Habitualmente no es la razón la que pone
en duda la Fe que hemos adquirido, sino nuestros sentimientos. Aparentemente, vivimos,
nos comportamos y organizamos nuestra vida en función de nuestra Fe. Pero llega
un momento en el que esa vida se tambalea por un hecho extraordinario, una
desgracia, una enfermedad, un revés de la fortuna; en definitiva, un
sentimiento profundo de que nuestra vida ya no sigue su curso ordinario. Y
entonces nos dejamos llevar por ese sentimiento y empezamos a poner en duda
todo aquello en lo que creíamos. Pero no porque tengamos pruebas nuevas o
hayamos llegado a sesudas conclusiones, sino simplemente porque ya no nos
sentimos “confortables” con nuestra
creencia.
En otras ocasiones, es el simple
transcurrir de la vida con la Fe como “ruido”

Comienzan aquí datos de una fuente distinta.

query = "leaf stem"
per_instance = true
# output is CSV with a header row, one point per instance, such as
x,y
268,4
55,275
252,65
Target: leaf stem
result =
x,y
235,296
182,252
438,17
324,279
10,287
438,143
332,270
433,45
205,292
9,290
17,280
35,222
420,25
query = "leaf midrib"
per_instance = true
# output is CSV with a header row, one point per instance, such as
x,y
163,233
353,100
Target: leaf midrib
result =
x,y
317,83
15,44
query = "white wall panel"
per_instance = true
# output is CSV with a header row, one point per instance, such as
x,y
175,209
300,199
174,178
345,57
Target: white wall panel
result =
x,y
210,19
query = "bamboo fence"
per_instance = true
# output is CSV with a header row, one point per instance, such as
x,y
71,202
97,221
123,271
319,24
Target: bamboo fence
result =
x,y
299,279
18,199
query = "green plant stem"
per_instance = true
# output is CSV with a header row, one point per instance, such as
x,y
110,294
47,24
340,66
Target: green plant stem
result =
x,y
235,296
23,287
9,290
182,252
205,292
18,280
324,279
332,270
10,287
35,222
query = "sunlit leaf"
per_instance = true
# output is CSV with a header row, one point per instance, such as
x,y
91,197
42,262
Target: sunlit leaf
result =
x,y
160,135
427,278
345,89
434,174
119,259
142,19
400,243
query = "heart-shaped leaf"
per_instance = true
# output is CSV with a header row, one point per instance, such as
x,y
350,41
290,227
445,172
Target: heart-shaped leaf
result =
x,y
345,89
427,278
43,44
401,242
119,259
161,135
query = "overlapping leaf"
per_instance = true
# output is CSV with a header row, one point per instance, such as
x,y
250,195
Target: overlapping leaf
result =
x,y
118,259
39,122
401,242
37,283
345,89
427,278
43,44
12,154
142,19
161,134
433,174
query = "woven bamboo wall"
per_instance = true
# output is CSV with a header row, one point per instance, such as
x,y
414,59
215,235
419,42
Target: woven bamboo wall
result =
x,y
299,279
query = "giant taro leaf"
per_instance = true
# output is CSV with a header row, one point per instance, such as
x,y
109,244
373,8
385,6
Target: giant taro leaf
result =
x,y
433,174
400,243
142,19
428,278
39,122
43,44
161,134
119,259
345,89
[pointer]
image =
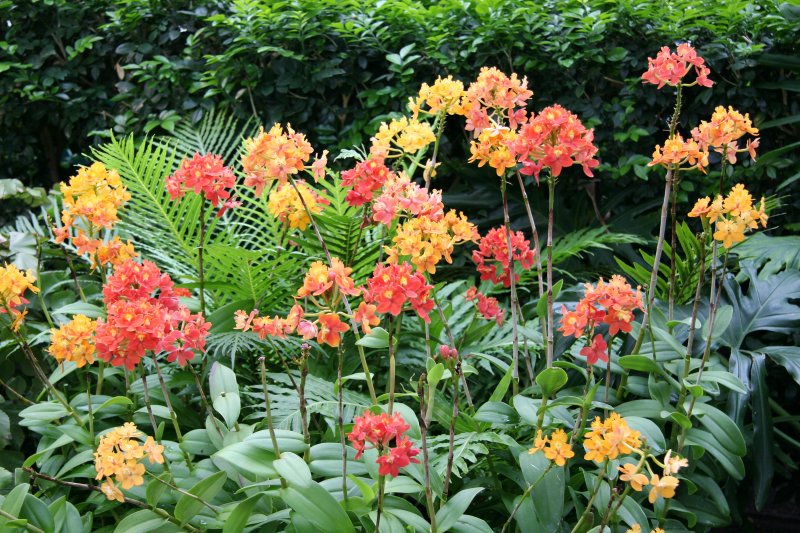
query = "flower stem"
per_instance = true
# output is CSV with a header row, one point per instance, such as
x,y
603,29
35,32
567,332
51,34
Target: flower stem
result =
x,y
362,356
551,188
200,257
514,299
525,495
451,442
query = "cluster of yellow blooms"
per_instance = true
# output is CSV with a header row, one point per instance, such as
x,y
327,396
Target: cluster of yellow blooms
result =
x,y
555,447
494,147
92,199
444,96
74,341
425,240
731,215
720,134
663,486
118,459
13,284
285,204
410,136
610,438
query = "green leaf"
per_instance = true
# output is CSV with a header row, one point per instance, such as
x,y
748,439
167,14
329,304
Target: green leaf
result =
x,y
225,393
721,322
237,520
206,490
145,521
730,462
308,499
455,508
719,424
497,413
763,441
551,380
155,489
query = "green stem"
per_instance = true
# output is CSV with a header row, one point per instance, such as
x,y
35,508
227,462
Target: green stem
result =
x,y
525,495
200,248
362,356
173,416
551,194
268,413
514,298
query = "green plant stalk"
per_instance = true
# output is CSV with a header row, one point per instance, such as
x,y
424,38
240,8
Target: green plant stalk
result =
x,y
340,420
672,245
13,392
687,361
585,515
381,487
430,168
303,406
26,349
443,318
551,194
525,495
200,248
534,233
712,316
362,356
514,299
149,408
100,375
184,492
651,290
424,412
131,501
204,399
38,277
451,442
28,527
173,416
268,413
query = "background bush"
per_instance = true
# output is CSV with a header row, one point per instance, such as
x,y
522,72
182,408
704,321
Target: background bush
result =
x,y
73,70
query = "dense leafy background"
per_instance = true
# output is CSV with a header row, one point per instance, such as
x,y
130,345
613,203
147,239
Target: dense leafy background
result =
x,y
73,70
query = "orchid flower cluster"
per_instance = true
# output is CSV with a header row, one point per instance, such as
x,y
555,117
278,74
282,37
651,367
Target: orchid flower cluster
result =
x,y
205,174
732,215
119,459
92,200
378,431
612,304
145,314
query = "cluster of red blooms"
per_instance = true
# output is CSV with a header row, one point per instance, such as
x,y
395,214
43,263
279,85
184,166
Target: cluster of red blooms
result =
x,y
669,68
144,313
378,431
205,174
492,94
322,285
555,139
401,194
391,286
493,251
488,306
366,178
611,303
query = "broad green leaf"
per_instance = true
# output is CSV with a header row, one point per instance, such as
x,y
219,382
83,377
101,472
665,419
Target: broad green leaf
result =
x,y
455,508
206,490
551,380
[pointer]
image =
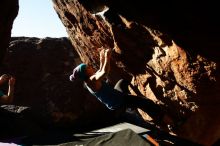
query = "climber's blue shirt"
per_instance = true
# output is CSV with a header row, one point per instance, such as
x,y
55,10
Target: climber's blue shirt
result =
x,y
111,97
1,93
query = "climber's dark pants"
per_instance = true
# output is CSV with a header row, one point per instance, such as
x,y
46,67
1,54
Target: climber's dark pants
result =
x,y
143,103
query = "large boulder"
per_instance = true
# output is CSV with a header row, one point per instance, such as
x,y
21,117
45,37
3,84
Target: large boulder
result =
x,y
171,59
42,68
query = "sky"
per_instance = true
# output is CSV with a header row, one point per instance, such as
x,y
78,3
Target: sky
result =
x,y
37,18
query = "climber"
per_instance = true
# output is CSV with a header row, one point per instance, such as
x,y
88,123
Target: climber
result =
x,y
7,99
118,97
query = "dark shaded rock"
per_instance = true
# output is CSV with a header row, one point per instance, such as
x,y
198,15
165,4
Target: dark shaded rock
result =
x,y
8,12
42,68
171,59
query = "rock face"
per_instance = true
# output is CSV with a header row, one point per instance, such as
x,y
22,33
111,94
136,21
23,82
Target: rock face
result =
x,y
42,68
171,59
8,12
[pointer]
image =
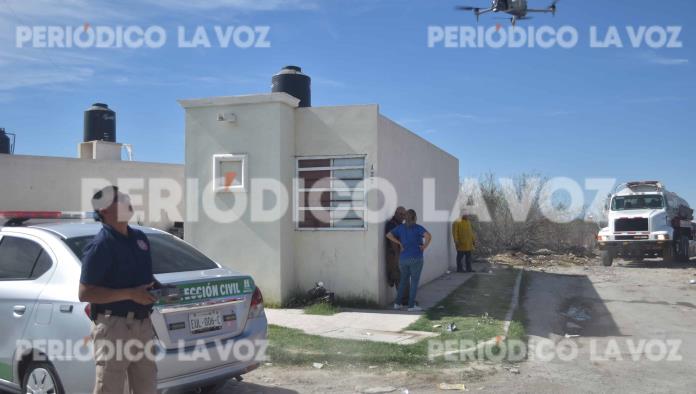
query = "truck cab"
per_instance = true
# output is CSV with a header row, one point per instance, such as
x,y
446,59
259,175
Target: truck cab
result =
x,y
644,219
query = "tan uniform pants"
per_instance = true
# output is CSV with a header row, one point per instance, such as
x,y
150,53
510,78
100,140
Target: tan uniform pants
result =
x,y
119,353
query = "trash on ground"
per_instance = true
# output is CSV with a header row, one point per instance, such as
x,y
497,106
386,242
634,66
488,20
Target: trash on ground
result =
x,y
578,314
319,294
450,386
379,390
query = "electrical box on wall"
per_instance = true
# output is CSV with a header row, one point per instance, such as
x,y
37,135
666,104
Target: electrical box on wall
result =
x,y
230,172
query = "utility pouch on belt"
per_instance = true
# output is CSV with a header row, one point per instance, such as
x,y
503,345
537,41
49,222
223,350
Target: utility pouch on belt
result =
x,y
93,312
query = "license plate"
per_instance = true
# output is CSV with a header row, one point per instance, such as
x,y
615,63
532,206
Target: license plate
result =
x,y
205,321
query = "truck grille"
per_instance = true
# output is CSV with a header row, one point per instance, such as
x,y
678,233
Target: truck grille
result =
x,y
634,224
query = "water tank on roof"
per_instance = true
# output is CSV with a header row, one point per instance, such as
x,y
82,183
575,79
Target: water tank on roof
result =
x,y
5,142
292,81
100,123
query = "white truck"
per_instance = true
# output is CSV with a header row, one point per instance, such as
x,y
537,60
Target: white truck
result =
x,y
647,220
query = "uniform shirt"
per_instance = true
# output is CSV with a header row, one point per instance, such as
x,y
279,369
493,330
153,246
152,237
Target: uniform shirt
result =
x,y
463,235
411,237
116,261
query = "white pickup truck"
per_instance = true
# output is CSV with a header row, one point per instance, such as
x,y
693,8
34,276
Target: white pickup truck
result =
x,y
647,220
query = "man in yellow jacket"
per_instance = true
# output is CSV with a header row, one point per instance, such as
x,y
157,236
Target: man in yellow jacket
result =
x,y
464,240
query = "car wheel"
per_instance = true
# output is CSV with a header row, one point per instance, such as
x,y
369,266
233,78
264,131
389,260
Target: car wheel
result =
x,y
41,377
607,258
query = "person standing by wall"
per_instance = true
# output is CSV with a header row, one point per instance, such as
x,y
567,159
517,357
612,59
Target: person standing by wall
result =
x,y
393,251
412,239
464,241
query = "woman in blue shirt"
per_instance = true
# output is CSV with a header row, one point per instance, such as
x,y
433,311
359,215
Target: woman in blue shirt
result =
x,y
412,239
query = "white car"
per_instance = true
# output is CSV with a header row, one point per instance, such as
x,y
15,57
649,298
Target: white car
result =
x,y
39,277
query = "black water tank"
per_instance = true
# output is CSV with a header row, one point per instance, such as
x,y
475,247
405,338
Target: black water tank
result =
x,y
5,145
292,81
100,123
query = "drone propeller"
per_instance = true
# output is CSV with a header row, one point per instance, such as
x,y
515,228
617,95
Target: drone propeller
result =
x,y
553,7
476,10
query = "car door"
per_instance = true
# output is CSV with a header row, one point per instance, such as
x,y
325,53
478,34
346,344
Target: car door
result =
x,y
24,262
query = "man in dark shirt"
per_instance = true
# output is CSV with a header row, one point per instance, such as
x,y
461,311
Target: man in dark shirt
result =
x,y
393,252
116,277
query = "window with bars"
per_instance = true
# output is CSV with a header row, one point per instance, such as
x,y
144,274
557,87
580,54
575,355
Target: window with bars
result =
x,y
331,193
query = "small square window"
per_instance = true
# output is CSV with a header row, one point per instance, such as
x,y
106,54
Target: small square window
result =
x,y
230,172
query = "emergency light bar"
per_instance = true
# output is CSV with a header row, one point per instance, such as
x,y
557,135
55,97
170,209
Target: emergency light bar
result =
x,y
15,218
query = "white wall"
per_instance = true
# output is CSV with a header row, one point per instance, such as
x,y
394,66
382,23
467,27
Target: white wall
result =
x,y
265,132
405,159
38,183
345,260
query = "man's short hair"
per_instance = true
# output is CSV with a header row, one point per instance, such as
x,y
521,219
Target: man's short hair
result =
x,y
103,199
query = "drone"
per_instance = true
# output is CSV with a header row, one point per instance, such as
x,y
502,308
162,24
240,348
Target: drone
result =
x,y
517,8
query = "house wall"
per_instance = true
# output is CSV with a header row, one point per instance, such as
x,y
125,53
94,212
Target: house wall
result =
x,y
264,131
405,160
345,260
38,183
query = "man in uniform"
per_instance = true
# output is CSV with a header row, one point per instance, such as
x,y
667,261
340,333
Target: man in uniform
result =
x,y
116,276
464,241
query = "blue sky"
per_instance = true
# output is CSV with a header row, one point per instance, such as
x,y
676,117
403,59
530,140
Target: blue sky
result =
x,y
621,113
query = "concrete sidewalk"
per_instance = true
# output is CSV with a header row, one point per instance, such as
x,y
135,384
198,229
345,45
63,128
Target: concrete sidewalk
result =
x,y
372,325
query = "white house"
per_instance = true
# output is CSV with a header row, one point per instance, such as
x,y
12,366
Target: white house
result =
x,y
330,160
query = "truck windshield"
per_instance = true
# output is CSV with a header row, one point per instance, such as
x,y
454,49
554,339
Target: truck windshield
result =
x,y
627,203
169,254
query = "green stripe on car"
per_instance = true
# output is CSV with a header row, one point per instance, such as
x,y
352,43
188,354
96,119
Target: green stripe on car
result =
x,y
190,292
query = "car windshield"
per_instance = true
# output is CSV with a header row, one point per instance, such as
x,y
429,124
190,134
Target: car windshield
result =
x,y
627,203
169,254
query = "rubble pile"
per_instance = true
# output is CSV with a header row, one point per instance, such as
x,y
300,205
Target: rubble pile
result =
x,y
542,258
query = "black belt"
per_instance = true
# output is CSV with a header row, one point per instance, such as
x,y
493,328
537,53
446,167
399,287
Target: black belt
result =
x,y
137,315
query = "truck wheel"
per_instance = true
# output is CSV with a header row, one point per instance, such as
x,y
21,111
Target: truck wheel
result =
x,y
607,258
668,253
684,250
41,377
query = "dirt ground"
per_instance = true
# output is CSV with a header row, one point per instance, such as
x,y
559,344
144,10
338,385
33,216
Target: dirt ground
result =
x,y
632,326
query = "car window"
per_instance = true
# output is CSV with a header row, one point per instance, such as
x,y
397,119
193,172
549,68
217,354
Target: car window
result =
x,y
169,254
21,259
42,265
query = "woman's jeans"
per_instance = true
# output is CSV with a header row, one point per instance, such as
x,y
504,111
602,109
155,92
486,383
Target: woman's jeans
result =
x,y
410,273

de fondo, pero sin practicarla en nuestro corazón, lo que hará que aflore ese
sentimiento que va poco a poco disociando nuestros actos de nuestras creencias,
hasta que llegamos a ignorarlas del todo.
“Ha
perdido la Fe”, suele ser el diagnóstico habitual
en ambos casos. Pero la Fe no se puede perder como si fuese un objeto olvidado.
La realidad es que llega a estorbarnos al encontrarla contraria a nuestros
nuevos sentimientos o forma de vida; y entonces la rechazamos, la expulsamos de
nuestra vida.
La Fe no se pierde, sino que se duerme o
se muere por falta de actividad; y la razón tiene muy poco que ver con este
cambio…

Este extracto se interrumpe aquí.